UPDATE wmbs_location SET state=(SELECT id from wmbs_location_state where name='Normal') WHERE state!=(SELECT id from wmbs_location_state where name='Normal');
UPDATE wmbs_location SET running_slots=1000, pending_slots=1000;
UPDATE rc_threshold SET max_slots=1000, pending_slots=1000;

Rolling a new WMAgent version to production

This section contains a short description of how we push a new WMAgent release to production, which is different than simply upgrading an agent.

First, some background information which is useful for a better understanding of this procedure.

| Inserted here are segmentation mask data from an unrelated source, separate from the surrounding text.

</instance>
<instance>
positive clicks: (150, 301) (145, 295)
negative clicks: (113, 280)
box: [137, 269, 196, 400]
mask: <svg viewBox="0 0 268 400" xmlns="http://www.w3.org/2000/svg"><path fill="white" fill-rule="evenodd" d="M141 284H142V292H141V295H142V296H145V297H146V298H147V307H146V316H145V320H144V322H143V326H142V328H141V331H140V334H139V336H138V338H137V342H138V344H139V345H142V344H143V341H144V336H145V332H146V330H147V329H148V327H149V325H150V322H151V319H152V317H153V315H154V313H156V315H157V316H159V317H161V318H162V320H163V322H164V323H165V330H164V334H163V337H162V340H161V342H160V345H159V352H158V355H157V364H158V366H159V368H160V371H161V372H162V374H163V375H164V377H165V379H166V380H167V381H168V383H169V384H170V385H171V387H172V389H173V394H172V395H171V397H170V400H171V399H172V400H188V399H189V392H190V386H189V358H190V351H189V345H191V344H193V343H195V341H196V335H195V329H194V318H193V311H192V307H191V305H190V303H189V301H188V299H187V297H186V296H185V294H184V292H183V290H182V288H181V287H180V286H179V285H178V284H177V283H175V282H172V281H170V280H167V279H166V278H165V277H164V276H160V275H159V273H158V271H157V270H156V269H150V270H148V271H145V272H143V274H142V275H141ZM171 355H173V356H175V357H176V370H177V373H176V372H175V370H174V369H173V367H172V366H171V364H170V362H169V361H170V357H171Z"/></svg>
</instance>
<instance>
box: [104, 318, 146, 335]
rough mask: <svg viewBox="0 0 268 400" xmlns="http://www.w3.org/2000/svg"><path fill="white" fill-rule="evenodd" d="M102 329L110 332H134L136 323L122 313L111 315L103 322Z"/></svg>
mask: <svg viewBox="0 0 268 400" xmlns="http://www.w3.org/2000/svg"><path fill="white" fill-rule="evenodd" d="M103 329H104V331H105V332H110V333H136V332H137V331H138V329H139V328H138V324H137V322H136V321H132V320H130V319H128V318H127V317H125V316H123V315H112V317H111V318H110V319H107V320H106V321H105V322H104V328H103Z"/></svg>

  • A new WMAgent stable version is released every 2 months (sometimes 2.5 months);
  • new version for central services is released and deployed in CMSWEB every month;
  • a new WMAgent release candidate is made available right after the CMSWEB production upgrade (within 2 days);
  • then the validation process starts and it takes in average a week to validate and fix any issues, before we cut the final stable release;
  • from this point on, we have another branch to maintain and make sure that important fixes are backported to it (in addition to the master branch).

Given the background information above, we can have two different WMAgent upgrade scenarios:

  1. there are (severe) breaking changes in the agents (usually related to reqmgr2 and/or workqueue, or related to the database schema) and we can't have a mix of agents pulling work from WorkQueue. Thus all the old agents have to be put into drain at the same time and new agent releases are moved to up&running.
  2. the most common scenario, where there are no breaking changes and both WMAgent versions can coexist and pull work from global workqueue

No matter the scenario, the first goal is to have the old release replaced by the new one ASAP. Such that we don't need to maintain 3 different branches, debugging old issues, backporting bug fixes from different releases, etc.

In addition to that, we should not have WMAgents falling (too) behind with new developments made in ReqMgr2 and WorkQueue, thus, ideally, we should have ALL old releases at least in drain mode until the next CMSWEB upgrade date, much better if they are off of the grid, of course. Expanding on it, there is a new CMSWEB release every ~4 weeks, validation/bug fix takes a week'ish, that gives us 3 weeks to get all agents rotated and 5 weeks left to run a pool of new WMAgent releases (until the next upgrade starts).